Tuesday, July 5, 2016
[San Joaquin County] Fitzgerald: SJ sheriff takes on homelessness with Honor Farm proposal
Blog comment: this article references a 2015-16 grand jury report.
Sheriff Steve Moore on Thursday proposed tackling San Joaquin County’s homeless problem with a special homeless court and a helpful “program center” on jail grounds.
The idea, the sheriff said, is to channel homeless lawbreakers into programs that treat their problems. So people can be guided to housing and independence.
“The goal here is not to arrest people, give ’em a rap sheet,” Moore said. “The goal is to get them into a process … so if they truly want to get out of the life they’ll be able to do so.”

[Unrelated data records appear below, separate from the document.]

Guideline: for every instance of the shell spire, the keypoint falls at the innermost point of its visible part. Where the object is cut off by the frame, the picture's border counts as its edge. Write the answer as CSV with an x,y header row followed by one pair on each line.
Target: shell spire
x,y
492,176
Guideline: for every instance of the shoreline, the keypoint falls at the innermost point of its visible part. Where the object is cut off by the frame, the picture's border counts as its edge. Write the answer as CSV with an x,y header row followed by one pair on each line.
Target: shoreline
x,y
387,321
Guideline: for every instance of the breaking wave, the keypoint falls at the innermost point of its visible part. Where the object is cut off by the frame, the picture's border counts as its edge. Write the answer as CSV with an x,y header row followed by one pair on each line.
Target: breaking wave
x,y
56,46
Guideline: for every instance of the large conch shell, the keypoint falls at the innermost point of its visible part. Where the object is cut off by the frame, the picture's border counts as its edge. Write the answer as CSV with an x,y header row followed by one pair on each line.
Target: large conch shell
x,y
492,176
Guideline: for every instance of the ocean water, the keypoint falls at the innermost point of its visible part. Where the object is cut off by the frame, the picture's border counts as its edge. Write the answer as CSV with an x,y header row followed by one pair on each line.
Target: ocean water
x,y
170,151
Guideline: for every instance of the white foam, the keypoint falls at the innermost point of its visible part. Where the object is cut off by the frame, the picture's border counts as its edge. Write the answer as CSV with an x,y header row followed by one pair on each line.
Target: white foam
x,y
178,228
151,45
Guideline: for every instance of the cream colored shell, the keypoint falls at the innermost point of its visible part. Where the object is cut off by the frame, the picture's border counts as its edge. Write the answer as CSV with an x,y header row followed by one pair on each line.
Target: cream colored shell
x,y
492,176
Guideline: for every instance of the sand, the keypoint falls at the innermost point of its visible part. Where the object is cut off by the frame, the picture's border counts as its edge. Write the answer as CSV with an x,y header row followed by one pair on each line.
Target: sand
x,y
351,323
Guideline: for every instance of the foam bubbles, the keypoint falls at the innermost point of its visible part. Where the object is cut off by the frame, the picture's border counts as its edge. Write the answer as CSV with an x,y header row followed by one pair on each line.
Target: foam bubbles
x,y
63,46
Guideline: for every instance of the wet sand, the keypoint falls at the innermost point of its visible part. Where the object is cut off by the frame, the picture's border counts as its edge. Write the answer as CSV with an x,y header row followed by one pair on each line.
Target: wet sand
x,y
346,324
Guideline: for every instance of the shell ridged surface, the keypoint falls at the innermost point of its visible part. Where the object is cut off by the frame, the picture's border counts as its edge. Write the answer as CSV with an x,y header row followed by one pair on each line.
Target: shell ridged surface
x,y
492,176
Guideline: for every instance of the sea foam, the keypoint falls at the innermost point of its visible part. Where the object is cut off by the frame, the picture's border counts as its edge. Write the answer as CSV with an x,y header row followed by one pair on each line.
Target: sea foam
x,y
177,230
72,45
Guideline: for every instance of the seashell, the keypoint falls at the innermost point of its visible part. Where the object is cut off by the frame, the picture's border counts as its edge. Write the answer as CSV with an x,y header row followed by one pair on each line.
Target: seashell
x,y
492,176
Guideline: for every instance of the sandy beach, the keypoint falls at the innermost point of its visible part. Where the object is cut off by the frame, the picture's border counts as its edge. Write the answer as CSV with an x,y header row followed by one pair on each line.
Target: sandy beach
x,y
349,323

Moore envisions transforming several empty Honor Farm barracks into transitional housing. Also a “service center” staffed by county agencies and community nonprofits.
Several U-shaped Honor Farm barracks comprising hundreds of beds stand empty at the jail compound. More will become vacant in coming years as a new facility is built.
Under the sheriff’s proposal, a homeless person convicted of misdemeanors could choose the program center instead of jail.
There, screening would identify causes of the person’s homelessness. The court would order appropriate programs such as sobriety or mental health treatment.
Center staffers, meanwhile, could help people obtain driver’s licenses, settle unpaid fines and untangle other barriers to jobs and self-sufficiency.
The barracks would not be locked, Moore said. But rule-breakers and people who fail programs would serve out sentences in jail.
Moore says the proposal, if enacted, would free up jail space and get at the heart of the homeless problem. He acknowledges he has yet to get buy-in from all players.
“We need to build the consolidated political will to do this, number one,” he said. “Number two, there has to be the ongoing commitment by all the municipalities and the community-based organizations to do funding and provide the appropriate services.”
Moore’s proposal answers a 2015-16 grand jury report that blistered the county’s approach to homelessness for its “glaring lack of centralized coordination.”
But not all initial reaction was favorable.
Bill Mendelson, executive director of Central Valley Housing, expressed disappointment that Moore hadn’t formed his policy with broader input from experts.
Also, “Using the Honor Farm, even if it’s voluntary, I believe is going to feel like a jail setting to a lot of folks,” Mendelson said.
Barracks can be remodeled so they lose that hoosegow feel, said county Supervisor Chuck Winn, who supports the idea. And, Winn said, the location has advantages.
“We don’t have to worry about neighborhood opposition,” Winn said. Also, the center is close to the county hospital. The jail kitchen can serve food. The jail laundry can wash clothes.
“There’s nothing perfect in the world,” Winn said, “but it’s the best we can do under the circumstances.”
Stockton Mayor Anthony Silva was not familiar with Moore’s proposal. But, “From hearing it, I think it sounds pretty promising.” Silva added, “I’m grateful that an elected official is sticking their neck out there for a difficult problem.”
Silva recently put forward a proposal to centralize the homeless and services in a vacant Stockton motel. His rival for the mayor’s job, Councilman Michael Tubbs, proposes tiny houses and services as a partial solution.
Moore’s proposal is somewhat out of sync with policy being created by the San Joaquin County Homelessness Task Force, a group led by Supervisor Kathy Miller.
Though the task force does not expect to roll out policy until November, it has moved away from solutions that involve 100 percent government funding.
“Sometimes a full government program is not the best,” said Miller. Some county officials visited New York to study programs that use private funding to get homeless people on their feet. Then the state, county and city give graduates jobs.
“That may be a more sustainable model,” Miller said.